A. I explain control this way: We all grow up with some degree of insecurity. In order to compensate for these insecurities, we develop strategies of control. It may be worrying, perfectionism, avoidance, lying, or manipulating. These are all strategies of control, and they began in some earlier period in our life. We become the end product of these habits.

 

Q. Can you give some examples of problems or habits that self-coaching is especially effective at handling?


A. Worrying is the best example. I also deal with a host of problems such as relationship issues, anxiety, and phobias. For many people, dealing with these problems is like bumping into things in a darkened room. Self-coaching is a way to turn on the light and realize that what you’re looking for are the control issues in your life. By breaking these habits of control, self-coaching helps people regain self-trust, to trust our instincts, and to live spontaneously and reactively to life, without insecurity.

 

Q. You break your self-coaching method down into five steps: charting your weaknesses, separating fact from fiction, stop listening to the noise, letting go, and motivating yourself. Of these five steps, which is the hardest step for most people to achieve?

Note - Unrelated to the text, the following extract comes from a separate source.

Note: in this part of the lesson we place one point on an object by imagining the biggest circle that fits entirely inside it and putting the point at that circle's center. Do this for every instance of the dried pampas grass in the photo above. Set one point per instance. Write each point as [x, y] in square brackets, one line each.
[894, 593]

A. Letting go. That’s the moment on the diving board when you actually learn to turn away from the doubts, fears, and negatives that congest our mind. That’s where most people really struggle. There are three strategies I use in letting go. One I call changing the channel—just like hitting a button on a radio. Sometimes recognizing that we need to shift our thoughts from negative to neutral or positive is enough. You realize there’s no reason you can’t flip a thought into its opposite. The second strategy is being open to “therapeutic recklessness,” which gives us a sense of security and trust so that you’re willing to take that leap of faith and to trust yourself to handle life. It only feels reckless to be yourself, though it is never reckless. Finally, there’s the practice of meditation, in which you can train yourself to step out of thoughts and let them go, instead of being tethered to them.

 

Q. Do you find that some people just can’t complete this step?


A. Most people will feel that way initially, but that’s where the self-coaching comes in. If you feel you can’t, you won’t. But once you realize there’s nothing in your way, and there never was, there’s nothing stopping you from letting go.

 

– Nancy Matsumoto is a freelance writer for Health.